This guide will provide a primer for students interested in or studying trademark law. It will also include links and tips for researchers writing about trademark law. Lastly, this guide will provide practical guides and valuable materials for non-lawyers
What is a trademark? Well, a trademark is any word, phrase, symbol, design, or combination thereof that identifies the origin of a good or service. The term "trademark" can refer to both trademarks and service marks. Trademarks are used for goods and serve to identify where the good came from and who is producing it. A service mark is used for services. For example, AHA® sparkling water is a trademark. The term AHA lets the consumer know who is producing this product. Compare this with UPS®, which is a package delivery service (though they also offer products). When you hire someone to ship a package, you know who provides that service. It is important to note that owning a trademark does not equal owning a word. It means you have the right to control how certain words or phrases are used in association with a good or service. For example, Coca-Cola (who owns the mark for AHA) cannot prevent people from using the phrase AHA in their daily diction. They can, however, prevent other beverage companies from using the phrase in association with that word.

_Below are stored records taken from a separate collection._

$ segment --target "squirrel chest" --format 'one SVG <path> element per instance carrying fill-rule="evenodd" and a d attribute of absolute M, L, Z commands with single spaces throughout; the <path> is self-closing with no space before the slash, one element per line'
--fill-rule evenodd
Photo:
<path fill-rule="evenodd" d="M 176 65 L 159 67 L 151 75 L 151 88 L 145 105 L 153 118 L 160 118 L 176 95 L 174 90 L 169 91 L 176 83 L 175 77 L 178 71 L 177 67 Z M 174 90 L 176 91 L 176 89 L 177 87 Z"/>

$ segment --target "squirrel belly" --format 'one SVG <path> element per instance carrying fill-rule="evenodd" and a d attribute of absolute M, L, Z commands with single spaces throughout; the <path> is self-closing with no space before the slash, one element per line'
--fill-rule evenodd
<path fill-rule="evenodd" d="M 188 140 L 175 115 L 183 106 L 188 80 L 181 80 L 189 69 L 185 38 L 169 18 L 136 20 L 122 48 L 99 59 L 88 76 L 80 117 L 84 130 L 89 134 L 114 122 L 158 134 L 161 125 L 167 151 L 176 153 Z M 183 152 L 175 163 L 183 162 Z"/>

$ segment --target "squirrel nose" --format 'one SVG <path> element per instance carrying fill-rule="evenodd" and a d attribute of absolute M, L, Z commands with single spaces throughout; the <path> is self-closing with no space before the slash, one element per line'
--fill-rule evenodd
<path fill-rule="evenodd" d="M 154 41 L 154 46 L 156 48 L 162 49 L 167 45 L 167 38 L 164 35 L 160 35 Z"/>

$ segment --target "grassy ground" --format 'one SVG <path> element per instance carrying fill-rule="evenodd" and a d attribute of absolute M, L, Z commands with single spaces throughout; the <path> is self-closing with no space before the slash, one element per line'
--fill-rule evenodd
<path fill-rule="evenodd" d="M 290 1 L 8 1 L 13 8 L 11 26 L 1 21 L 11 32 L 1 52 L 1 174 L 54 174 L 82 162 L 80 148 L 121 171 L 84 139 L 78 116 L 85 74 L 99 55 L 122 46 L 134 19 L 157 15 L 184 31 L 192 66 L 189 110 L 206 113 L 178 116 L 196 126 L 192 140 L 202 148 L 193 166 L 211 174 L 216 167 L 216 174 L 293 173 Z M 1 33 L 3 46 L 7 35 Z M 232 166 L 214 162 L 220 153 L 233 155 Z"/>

Trademarks are valuable assets in today's business world. The registering and protection of trademarks is a fun and fascinating area of the law. This guide is built to help legal professionals, legal researchers, law students, and laypeople find resources for all areas of trademark law. As discussed in the section "How to use this guide," this guide is built to facilitate legal research using the Rombauer method. Therefore, it is encouraged to approach this guide from top to bottom, using knowledge gained from the resources in each section to build a solid bibliography.